Berufsorientierung in der Berufsfachschule

Für die Schüler und Schülerinnen der Eingangsklasse der zweijährigen Berufsfachschule Elektro- und Metalltechnik, hieß es am Mittwoch, dem 22. Februar 2017 „Ready-Steady-Go“, als es um die diesjährige Durchführung des gleichnamigen Planspiels zur Berufsorientierung ging.

Das seit 2008 eingerichtete Netzwerk zwischen Schule, HWK und IHK, Behörden und Beratungsstellen macht es möglich, für diese Schülergruppe eine realitätsnahe Bewerbungs-situation zu simulieren. Auch in diesem Jahr konnten 12 verschiedene Firmen für eine Teilnahme an dem Planspiel gewonnen werden. Die Mehrheit der teilnehmenden Firmen unterstützt bereits seit vielen Jahren dieses Berufsorientierungs-Verfahren, sodass tatsächlich einige der in diesem Schuljahr beteiligten Firmen auf eine 10-jährige Teilnahme zurückblicken konnten, so z.B. neben der Agentur für Arbeit, die IHK Karlsruhe, die DB Schenker Mannheim und das Seniorbüro Ettlingen. Die Stadtwerke Ettlingen sind seit 2009 mit dabei und unterstützten damit bereits auch seit 9 Jahren diese Form der Berufsorientierung.

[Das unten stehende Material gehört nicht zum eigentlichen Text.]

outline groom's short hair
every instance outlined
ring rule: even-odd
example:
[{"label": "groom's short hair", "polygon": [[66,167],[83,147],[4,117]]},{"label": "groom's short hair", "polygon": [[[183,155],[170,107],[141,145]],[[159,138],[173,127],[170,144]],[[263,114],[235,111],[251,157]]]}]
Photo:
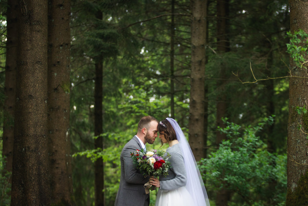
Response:
[{"label": "groom's short hair", "polygon": [[141,118],[138,123],[138,131],[141,131],[142,128],[144,128],[148,130],[150,127],[150,123],[152,121],[158,122],[156,119],[152,116],[145,116]]}]

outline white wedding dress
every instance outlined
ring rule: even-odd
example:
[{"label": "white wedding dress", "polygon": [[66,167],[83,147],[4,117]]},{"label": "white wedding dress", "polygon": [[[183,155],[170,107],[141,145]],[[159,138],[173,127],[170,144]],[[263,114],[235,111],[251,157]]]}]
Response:
[{"label": "white wedding dress", "polygon": [[192,206],[196,204],[190,194],[184,186],[172,190],[159,189],[155,205],[155,206]]}]

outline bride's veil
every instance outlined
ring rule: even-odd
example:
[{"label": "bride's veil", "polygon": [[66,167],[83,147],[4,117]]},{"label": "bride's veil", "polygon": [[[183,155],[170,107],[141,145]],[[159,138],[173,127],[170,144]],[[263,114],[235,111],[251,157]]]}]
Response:
[{"label": "bride's veil", "polygon": [[186,188],[196,202],[195,205],[209,206],[205,188],[188,142],[176,121],[171,118],[166,119],[175,131],[184,158],[184,163],[187,174]]}]

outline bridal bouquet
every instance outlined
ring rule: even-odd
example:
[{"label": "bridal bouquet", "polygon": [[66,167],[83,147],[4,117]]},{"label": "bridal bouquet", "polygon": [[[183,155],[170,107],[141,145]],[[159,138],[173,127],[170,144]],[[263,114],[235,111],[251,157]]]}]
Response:
[{"label": "bridal bouquet", "polygon": [[[149,175],[156,177],[163,175],[166,177],[168,175],[169,168],[171,167],[168,161],[170,155],[168,152],[156,149],[148,152],[136,149],[134,152],[131,152],[131,155],[134,164],[145,176]],[[146,183],[145,186],[150,187],[152,191],[156,188],[149,183]]]}]

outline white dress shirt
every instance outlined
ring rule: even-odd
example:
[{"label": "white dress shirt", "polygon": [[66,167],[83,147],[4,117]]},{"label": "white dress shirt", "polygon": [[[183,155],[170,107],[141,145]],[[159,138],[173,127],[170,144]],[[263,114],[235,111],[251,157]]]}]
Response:
[{"label": "white dress shirt", "polygon": [[137,138],[139,140],[139,141],[140,142],[140,144],[141,145],[141,146],[142,148],[142,149],[143,149],[144,150],[145,150],[145,145],[143,143],[142,141],[141,141],[141,140],[139,139],[138,136],[137,135],[135,135],[135,136],[137,137]]}]

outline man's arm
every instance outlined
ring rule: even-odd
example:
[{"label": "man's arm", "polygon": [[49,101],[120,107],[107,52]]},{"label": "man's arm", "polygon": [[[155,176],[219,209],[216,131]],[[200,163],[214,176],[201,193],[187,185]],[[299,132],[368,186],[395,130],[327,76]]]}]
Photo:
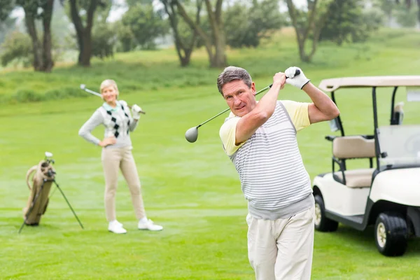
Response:
[{"label": "man's arm", "polygon": [[311,123],[330,120],[340,115],[340,111],[332,100],[312,83],[307,83],[302,90],[314,102],[308,106]]},{"label": "man's arm", "polygon": [[298,67],[289,67],[286,70],[286,75],[288,78],[286,83],[303,90],[312,100],[308,107],[308,115],[311,123],[330,120],[340,115],[340,111],[335,104],[323,93],[321,90],[311,83],[302,69],[300,74],[295,77],[295,72]]},{"label": "man's arm", "polygon": [[273,78],[273,85],[260,99],[255,107],[238,121],[235,132],[235,145],[248,140],[258,127],[262,125],[273,114],[277,102],[279,92],[284,87],[286,75],[279,72]]}]

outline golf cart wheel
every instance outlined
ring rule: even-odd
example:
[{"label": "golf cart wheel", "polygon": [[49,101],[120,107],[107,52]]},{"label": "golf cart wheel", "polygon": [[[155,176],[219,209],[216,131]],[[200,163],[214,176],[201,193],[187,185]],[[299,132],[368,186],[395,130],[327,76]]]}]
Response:
[{"label": "golf cart wheel", "polygon": [[315,229],[320,232],[335,232],[338,228],[338,222],[326,216],[323,200],[321,195],[315,195]]},{"label": "golf cart wheel", "polygon": [[377,218],[374,237],[379,251],[384,255],[402,255],[407,248],[408,229],[402,215],[381,213]]}]

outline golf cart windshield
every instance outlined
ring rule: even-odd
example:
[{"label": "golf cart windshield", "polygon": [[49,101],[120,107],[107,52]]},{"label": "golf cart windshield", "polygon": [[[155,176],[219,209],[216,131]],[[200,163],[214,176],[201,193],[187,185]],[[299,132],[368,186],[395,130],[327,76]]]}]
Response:
[{"label": "golf cart windshield", "polygon": [[420,125],[379,127],[381,166],[420,164]]}]

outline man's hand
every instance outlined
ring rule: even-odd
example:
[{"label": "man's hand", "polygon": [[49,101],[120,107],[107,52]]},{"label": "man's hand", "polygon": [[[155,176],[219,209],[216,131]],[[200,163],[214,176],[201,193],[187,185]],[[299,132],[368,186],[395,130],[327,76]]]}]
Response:
[{"label": "man's hand", "polygon": [[[296,70],[299,69],[300,71],[300,74],[296,76],[295,77],[295,73],[296,73]],[[304,85],[308,83],[311,80],[308,79],[305,77],[304,74],[302,69],[299,67],[289,67],[286,71],[286,76],[288,77],[286,79],[286,83],[289,85],[292,85],[300,90],[303,88]]]},{"label": "man's hand", "polygon": [[104,138],[104,140],[99,142],[99,146],[101,147],[106,147],[108,145],[113,145],[117,143],[117,139],[115,136],[112,136],[111,137]]},{"label": "man's hand", "polygon": [[287,81],[287,80],[286,79],[286,75],[284,73],[276,73],[276,74],[273,77],[273,85],[279,84],[280,85],[280,90],[283,90],[283,88],[284,88],[284,84]]},{"label": "man's hand", "polygon": [[141,111],[141,108],[137,104],[134,104],[132,106],[132,113],[133,115],[133,119],[135,120],[139,120],[140,118],[140,112]]}]

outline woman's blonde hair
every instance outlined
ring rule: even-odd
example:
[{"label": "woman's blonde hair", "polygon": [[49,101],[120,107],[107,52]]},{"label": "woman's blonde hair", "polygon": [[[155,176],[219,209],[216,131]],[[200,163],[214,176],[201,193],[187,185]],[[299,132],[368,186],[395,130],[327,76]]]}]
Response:
[{"label": "woman's blonde hair", "polygon": [[117,83],[115,80],[110,79],[105,80],[102,83],[101,83],[101,86],[99,87],[101,94],[102,94],[102,90],[104,90],[105,88],[111,86],[113,86],[115,89],[115,91],[117,92],[117,95],[120,94],[120,92],[118,91],[118,87],[117,87]]}]

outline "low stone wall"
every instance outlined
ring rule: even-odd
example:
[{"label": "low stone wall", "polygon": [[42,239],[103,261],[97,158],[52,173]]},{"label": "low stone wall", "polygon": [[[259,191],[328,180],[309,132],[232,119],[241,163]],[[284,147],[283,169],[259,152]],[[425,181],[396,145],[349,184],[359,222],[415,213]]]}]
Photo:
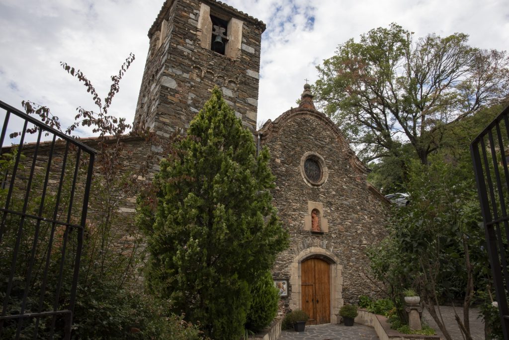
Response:
[{"label": "low stone wall", "polygon": [[281,323],[283,319],[276,318],[269,327],[257,334],[249,336],[249,340],[276,340],[281,334]]},{"label": "low stone wall", "polygon": [[390,328],[387,318],[370,313],[364,309],[357,309],[358,315],[355,322],[375,328],[380,340],[440,340],[438,335],[402,334]]}]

Die Aufgabe der Firmenvertreter in diesem Planspiel ist es, ein ca. 15-minütiges Gespräch mit dem potentiellen Ausbildungsplatzbewerber zu führen und nach Durchsicht der Bewerbungsunterlagen, die im Vorfeld mit den Schülern im Deutschunterricht erstellt wurden, über eine Ausbildungsplatzzusage zu entscheiden. Im Erfolgsfall erhalten die Schüler symbolisch einen Ausbildungsvertrag. 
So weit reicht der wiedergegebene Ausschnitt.